External revenue from our Value-add activities with our end customers rose by 21.8%, from € 203.9 million in 2018 to € 248.4 million in the 2019 fiscal year. Group revenue rose by 13.6% from € 1,258.3 million in 2018 to € 1,428.9 million in 2019. Overall, this results in a 14.7% increase in the revenue from the Value-add segment from € 1,462.2 million in 2018 to € 1,677.3 million in 2019. Adjusted EBITDA Value-add rose by 20.7%, from € 121.2 million in 2018 to € 146.3 million in 2019.
We continued to pursue our selective sales strategy in the 2019 fiscal year. In the Recurring Sales segment, we report all business activities relating to the sale of single residential units (Privatize).
In the Recurring Sales segment, the income from disposal of properties came to € 365.1 million in the 2019 fiscal year, up by 2.5% on the value of € 356.1 million in 2018; € 250.9 million of this amount is attributed to sales in Germany (2018: € 268.7 million) and € 114.2 million to sales in Austria (2018: € 87.4 million). We privatized 2,607 apartments in the 2019 fiscal year (2018: 2,818), thereof 2,012 in Germany (2018: 2,393) and 595 in Austria (2018: 425). Adjusted EBITDA Recurring Sales came in at € 91.9 million in the 2019 fiscal year, up by 16.2% on the value of € 79.1 million seen in 2018. The fair value step-up for Recurring Sales came in at 41.3% in 2019, up against the comparative value of 35.5% for 2018. Much higher market prices were achieved in the 2019 fiscal year in relation to the total portfolio. In addition, the BUWOG sales are included with a contribution for the year as a whole.
Outside of the Recurring Sales segment, we made 2,177 Non-core Disposals of residential units as part of our portfolio adjustment measures in the 2019 fiscal year (2018: 12,284) with total proceeds of € 145.6 million (2018: € 741.4 million). At 15.8%, the fair value step-up for Non-core Disposals was lower than for the same period in the previous year (23.0%). The drop is due primarily to a larger-scale block sale in 2019 in Saxony and Saxony-Anhalt.

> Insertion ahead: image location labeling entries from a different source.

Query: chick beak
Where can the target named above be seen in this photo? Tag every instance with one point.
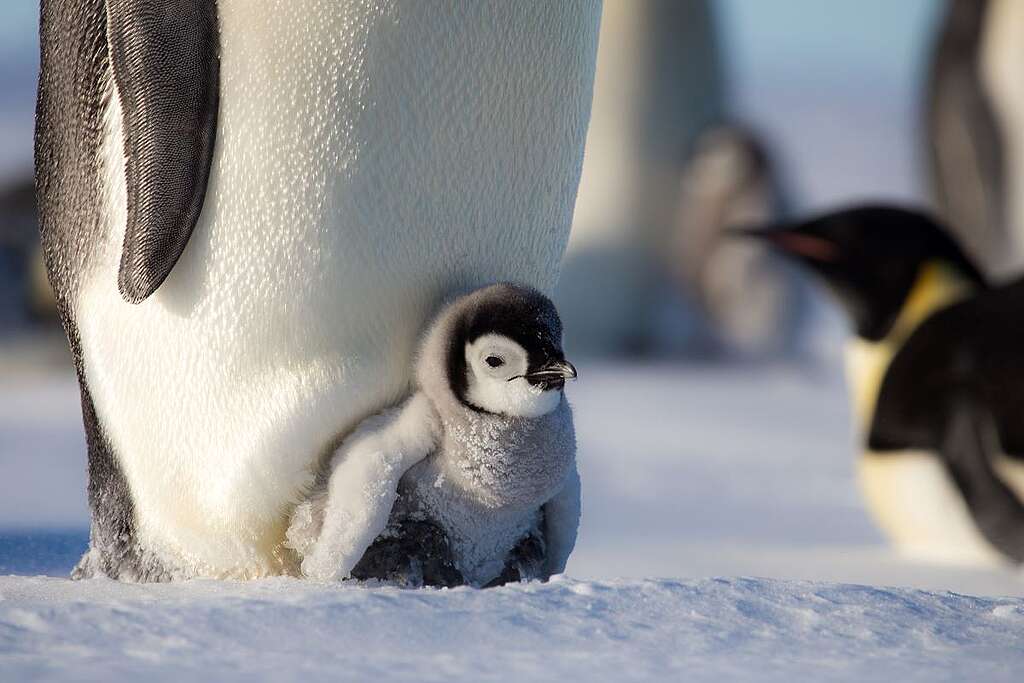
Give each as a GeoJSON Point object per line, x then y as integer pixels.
{"type": "Point", "coordinates": [552, 375]}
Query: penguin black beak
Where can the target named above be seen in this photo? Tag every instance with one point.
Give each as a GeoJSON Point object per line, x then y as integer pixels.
{"type": "Point", "coordinates": [794, 242]}
{"type": "Point", "coordinates": [552, 375]}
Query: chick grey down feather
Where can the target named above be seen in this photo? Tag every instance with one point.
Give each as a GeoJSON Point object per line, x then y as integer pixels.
{"type": "Point", "coordinates": [441, 492]}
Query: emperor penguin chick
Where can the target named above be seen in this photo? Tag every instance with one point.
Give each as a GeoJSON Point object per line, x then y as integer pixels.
{"type": "Point", "coordinates": [483, 453]}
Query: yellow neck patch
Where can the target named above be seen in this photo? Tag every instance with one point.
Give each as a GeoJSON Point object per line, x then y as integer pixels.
{"type": "Point", "coordinates": [937, 287]}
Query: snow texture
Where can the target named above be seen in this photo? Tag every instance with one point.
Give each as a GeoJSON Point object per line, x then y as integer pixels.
{"type": "Point", "coordinates": [284, 629]}
{"type": "Point", "coordinates": [688, 471]}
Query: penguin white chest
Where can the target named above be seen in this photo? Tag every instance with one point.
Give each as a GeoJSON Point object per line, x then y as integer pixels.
{"type": "Point", "coordinates": [371, 158]}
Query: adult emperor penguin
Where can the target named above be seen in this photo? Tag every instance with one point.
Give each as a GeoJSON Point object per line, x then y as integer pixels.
{"type": "Point", "coordinates": [249, 210]}
{"type": "Point", "coordinates": [937, 380]}
{"type": "Point", "coordinates": [975, 153]}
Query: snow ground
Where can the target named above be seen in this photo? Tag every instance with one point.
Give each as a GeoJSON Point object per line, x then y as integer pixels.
{"type": "Point", "coordinates": [689, 472]}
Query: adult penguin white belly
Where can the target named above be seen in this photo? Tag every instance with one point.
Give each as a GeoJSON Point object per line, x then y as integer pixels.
{"type": "Point", "coordinates": [371, 158]}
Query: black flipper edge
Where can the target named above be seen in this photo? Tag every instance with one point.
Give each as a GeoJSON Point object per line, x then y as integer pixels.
{"type": "Point", "coordinates": [165, 58]}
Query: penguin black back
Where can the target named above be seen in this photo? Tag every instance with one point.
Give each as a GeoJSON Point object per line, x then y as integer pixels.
{"type": "Point", "coordinates": [870, 257]}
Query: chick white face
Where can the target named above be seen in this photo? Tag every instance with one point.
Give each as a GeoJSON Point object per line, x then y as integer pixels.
{"type": "Point", "coordinates": [499, 381]}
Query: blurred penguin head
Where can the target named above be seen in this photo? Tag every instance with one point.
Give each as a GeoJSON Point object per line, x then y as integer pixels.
{"type": "Point", "coordinates": [503, 353]}
{"type": "Point", "coordinates": [872, 258]}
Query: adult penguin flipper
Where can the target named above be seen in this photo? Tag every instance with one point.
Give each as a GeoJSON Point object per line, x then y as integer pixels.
{"type": "Point", "coordinates": [969, 445]}
{"type": "Point", "coordinates": [165, 61]}
{"type": "Point", "coordinates": [965, 145]}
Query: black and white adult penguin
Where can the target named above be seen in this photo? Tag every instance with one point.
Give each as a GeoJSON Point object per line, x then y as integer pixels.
{"type": "Point", "coordinates": [249, 210]}
{"type": "Point", "coordinates": [936, 376]}
{"type": "Point", "coordinates": [974, 101]}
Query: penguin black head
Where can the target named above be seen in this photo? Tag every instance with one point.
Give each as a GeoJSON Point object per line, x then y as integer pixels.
{"type": "Point", "coordinates": [504, 352]}
{"type": "Point", "coordinates": [871, 258]}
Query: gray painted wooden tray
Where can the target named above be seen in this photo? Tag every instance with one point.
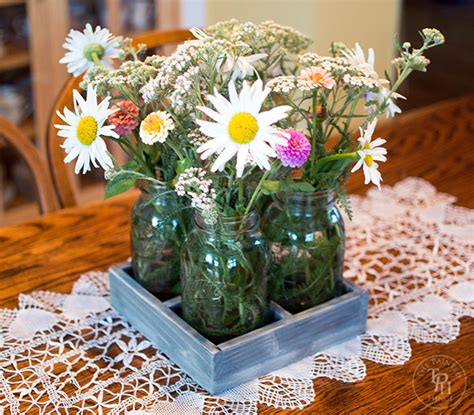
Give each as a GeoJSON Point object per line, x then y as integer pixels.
{"type": "Point", "coordinates": [218, 367]}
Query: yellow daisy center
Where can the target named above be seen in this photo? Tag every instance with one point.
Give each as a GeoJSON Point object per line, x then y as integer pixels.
{"type": "Point", "coordinates": [152, 123]}
{"type": "Point", "coordinates": [368, 160]}
{"type": "Point", "coordinates": [86, 130]}
{"type": "Point", "coordinates": [243, 128]}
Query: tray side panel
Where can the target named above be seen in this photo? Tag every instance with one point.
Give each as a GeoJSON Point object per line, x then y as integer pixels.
{"type": "Point", "coordinates": [163, 327]}
{"type": "Point", "coordinates": [303, 335]}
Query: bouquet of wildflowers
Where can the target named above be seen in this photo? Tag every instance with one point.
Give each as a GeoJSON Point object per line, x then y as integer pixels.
{"type": "Point", "coordinates": [329, 95]}
{"type": "Point", "coordinates": [237, 113]}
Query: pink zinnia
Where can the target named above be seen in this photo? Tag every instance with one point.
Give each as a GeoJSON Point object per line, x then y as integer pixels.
{"type": "Point", "coordinates": [319, 77]}
{"type": "Point", "coordinates": [297, 151]}
{"type": "Point", "coordinates": [125, 118]}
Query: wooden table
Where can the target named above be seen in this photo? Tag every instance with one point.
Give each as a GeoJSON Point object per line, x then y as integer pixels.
{"type": "Point", "coordinates": [435, 143]}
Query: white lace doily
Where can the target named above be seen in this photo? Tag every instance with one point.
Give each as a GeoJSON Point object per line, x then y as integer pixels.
{"type": "Point", "coordinates": [408, 246]}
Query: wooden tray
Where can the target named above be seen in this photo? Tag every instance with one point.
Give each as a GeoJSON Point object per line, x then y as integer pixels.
{"type": "Point", "coordinates": [218, 367]}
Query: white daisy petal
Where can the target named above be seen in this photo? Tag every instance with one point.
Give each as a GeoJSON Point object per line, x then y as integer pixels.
{"type": "Point", "coordinates": [240, 129]}
{"type": "Point", "coordinates": [83, 131]}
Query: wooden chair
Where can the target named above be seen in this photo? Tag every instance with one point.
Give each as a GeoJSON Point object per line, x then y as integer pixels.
{"type": "Point", "coordinates": [61, 173]}
{"type": "Point", "coordinates": [41, 175]}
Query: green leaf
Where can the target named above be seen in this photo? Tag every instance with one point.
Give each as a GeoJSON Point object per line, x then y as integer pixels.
{"type": "Point", "coordinates": [121, 182]}
{"type": "Point", "coordinates": [182, 165]}
{"type": "Point", "coordinates": [270, 187]}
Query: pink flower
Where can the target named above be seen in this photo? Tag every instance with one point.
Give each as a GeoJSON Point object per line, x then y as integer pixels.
{"type": "Point", "coordinates": [297, 151]}
{"type": "Point", "coordinates": [125, 118]}
{"type": "Point", "coordinates": [319, 77]}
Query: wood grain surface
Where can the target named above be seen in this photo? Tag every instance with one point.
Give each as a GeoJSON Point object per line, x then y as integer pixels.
{"type": "Point", "coordinates": [435, 143]}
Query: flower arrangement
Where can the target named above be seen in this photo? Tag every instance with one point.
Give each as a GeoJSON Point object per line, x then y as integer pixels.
{"type": "Point", "coordinates": [239, 113]}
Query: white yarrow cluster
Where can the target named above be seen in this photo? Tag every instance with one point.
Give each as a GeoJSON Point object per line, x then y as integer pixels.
{"type": "Point", "coordinates": [179, 98]}
{"type": "Point", "coordinates": [283, 84]}
{"type": "Point", "coordinates": [358, 81]}
{"type": "Point", "coordinates": [193, 184]}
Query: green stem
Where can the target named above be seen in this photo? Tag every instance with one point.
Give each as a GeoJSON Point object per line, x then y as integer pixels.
{"type": "Point", "coordinates": [256, 192]}
{"type": "Point", "coordinates": [339, 156]}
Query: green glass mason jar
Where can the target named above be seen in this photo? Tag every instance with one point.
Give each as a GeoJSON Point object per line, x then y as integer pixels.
{"type": "Point", "coordinates": [305, 233]}
{"type": "Point", "coordinates": [224, 277]}
{"type": "Point", "coordinates": [156, 235]}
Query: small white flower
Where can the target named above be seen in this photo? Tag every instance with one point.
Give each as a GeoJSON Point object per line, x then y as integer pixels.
{"type": "Point", "coordinates": [380, 96]}
{"type": "Point", "coordinates": [85, 48]}
{"type": "Point", "coordinates": [240, 128]}
{"type": "Point", "coordinates": [356, 57]}
{"type": "Point", "coordinates": [193, 183]}
{"type": "Point", "coordinates": [84, 130]}
{"type": "Point", "coordinates": [369, 153]}
{"type": "Point", "coordinates": [155, 127]}
{"type": "Point", "coordinates": [242, 66]}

In the 2019 fiscal year, the Development segment, with its Development to sell and Development to hold areas, made positive contributions to earnings in Germany, Austria and, for the very first time, Sweden, allowing it to contribute to Vonovia’s successful growth.
In the Development to sell area, a total of 791 units were completed in the 2019 fiscal year (2018: 470 units), thereof 350 units in Germany (2018: 128) and 441 units in Austria (2018: 342). In 2019, income from the disposal amounted to € 249.5 million (2018: € 225.1 million), with € 131.8 million attributable to project development in Germany (2018: € 107.8 million) and € 117.6 million to project development in Austria (2018: € 117.2 million). The resulting gross profit for Development to sell came to € 52.2 million (2018: € 43.3 million).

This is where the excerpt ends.